Blair could not be reached for comment, and nominees traditionally do not speak publicly ahead of their confirmation hearings. Administration officials did not return a telephone message requesting comment.
Observers said questions likely will also be raised about his judgment in relation to an alleged conflict of interest during his tenure as head of the funded research center called the Institute for Defense Analyses after he retired as head of Pacific Command in 2002.
Watchdog non-profit the Project on Government Oversight found that Blair had overseen an assessment by the institute of the new F-22 military aircraft while being a stockholder and board member for two subcontractors working on the plane.
A Defense Department inspector general report found he had breached conflict-of-interest standards, and Blair resigned as head of the institute.
But few expect Blair to get a hard time at Thursday's hearing. "I don't think those issues are going to pose much of a challenge," said Christopher Preble, director of foreign policy at the libertarian Cato Institute.

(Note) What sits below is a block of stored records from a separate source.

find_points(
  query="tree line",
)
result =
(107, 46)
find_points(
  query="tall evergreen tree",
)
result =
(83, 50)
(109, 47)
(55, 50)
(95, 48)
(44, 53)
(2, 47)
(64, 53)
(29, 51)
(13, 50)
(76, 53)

Supporters point to his long experience in intelligence and say he is an "out of the box" thinker. In February 1999, for instance, when he took over as chief of Pacific Command, he established the Virtual Information Center, an open-source intelligence collection and analysis unit. According to a fact sheet provided by Pacific Command public affairs staff, the center is staffed by contractors operating outside the traditional military intelligence and operational structures "to provide a separate independent view" of regional issues.
The center's products "complement (the) classified intelligence picture; (and) provide key data on dominant Asian press discourse including Asian reactions to domestic and world events," states the fact sheet. Because they are unclassified, they also can be shared instantly with Pacific Command's international partners.
The center's four contractors use non-military Internet accounts "to allow access to Web sites that block .mil accounts and to facilitate communications with non-government entities," the fact sheet says.
But the questions that are likely to concern senators on the Intelligence Committee relate to big challenges Blair will face in his new job, according to a staffer who asked for anonymity.
"There will be bigger questions for the (director of national intelligence) related to whether our intelligence structure is suited to our current needs," said the staffer, adding that the recently overhauled organizational chart for the nation's spy agencies "absolutely" still needed tweaking. As an example, he said, "The way we set (intelligence) requirements needs work."
In addition, he said, there would be questions about "whether there are still too many big acquisition programs that are a legacy of Cold War thinking."
"We don't have a good road map for where our overhead architecture needs to be in the next 15 to 20 years," the staffer continued, using the intelligence term of art for spy satellites, "and that's the time frame you need to be thinking about, because those things take a long time to build and launch."
Several large spy satellite programs have been slammed as overly expensive or less than efficacious by lawmakers in recent years, although most of the criticisms have been raised in secret, closed sessions, with only an occasional eruption into the public domain.
Preble told UPI such secrecy was "one of the top issues that the new administration has to confront. … How much information really has to be kept out of the public's hands?"
"The burden of proof should always be on those making the argument for secrecy," Preble said.
Last year lawmakers attempted to push several pieces of legislation dealing with what experts call over-classification, the seemingly intractable pressure within intelligence agencies to keep too much of their business secret.